There are zombie video games, comic books and novels (Pride and Prejudice and Zombies, I kid you not). There’s even a documentary called Zombie Girl, about a 12-year-old in Austin who wrote and directed a feature-length zombie movie of her own. And most recently, Woody Harrelson went on an undead killing spree in the roadtrip comedy Zombieland. If imitation is the sincerest form of flattery, Romero should be highly embarrassed by the attention.

Romero’s latest, Survival of the Dead, is a western-inflected zombie parable about feuding clans on an isolated island over-run with the undead. At issue are the zombies themselves: one family believes the dead should stay dead, while the other keeps their re-animated relatives chained up in the hopes of finding a cure. Entering the fray is a band of rogue soldiers trying to escape the zombie apocalypse in the outside world.
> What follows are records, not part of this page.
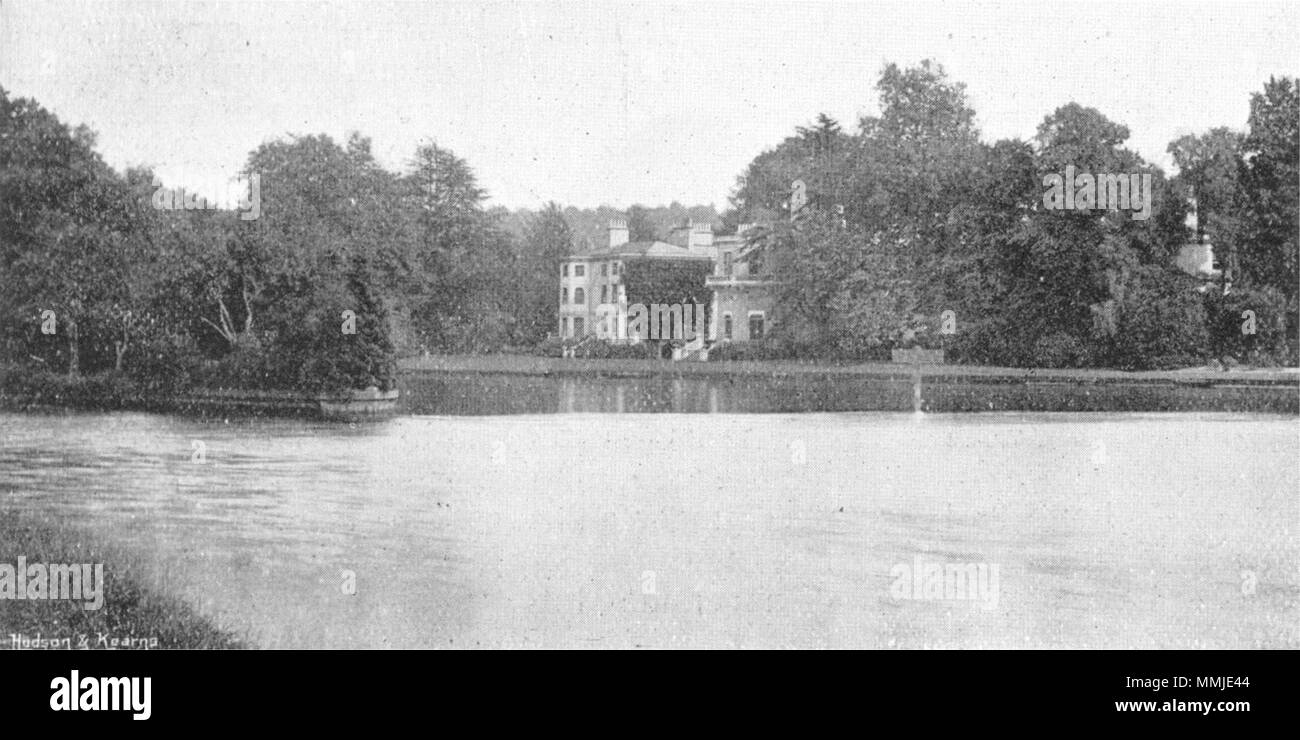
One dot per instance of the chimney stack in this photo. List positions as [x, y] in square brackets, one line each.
[701, 238]
[618, 232]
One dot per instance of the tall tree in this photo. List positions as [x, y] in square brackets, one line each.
[1272, 180]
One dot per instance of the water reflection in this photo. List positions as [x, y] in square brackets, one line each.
[754, 529]
[456, 393]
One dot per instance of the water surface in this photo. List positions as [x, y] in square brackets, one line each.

Beneath it all is an undercurrent of growing sympathy for the plight of the zombies. “While I want audiences to find their own meaning in the stories, this one certainly has something to say about war and conflict, about what’s going on in the Middle East and North and South Korea,” says Romero, who never discusses his movies in terms of body counts or bloody special effects.

Yes, zombie movies are as unstoppable as any army of the undead. Likewise the godfather of gore, who continues to put his bloody, decomposing stump, er, stamp on the genre he helped create with the (literally) groundbreaking Night Of The Living Dead.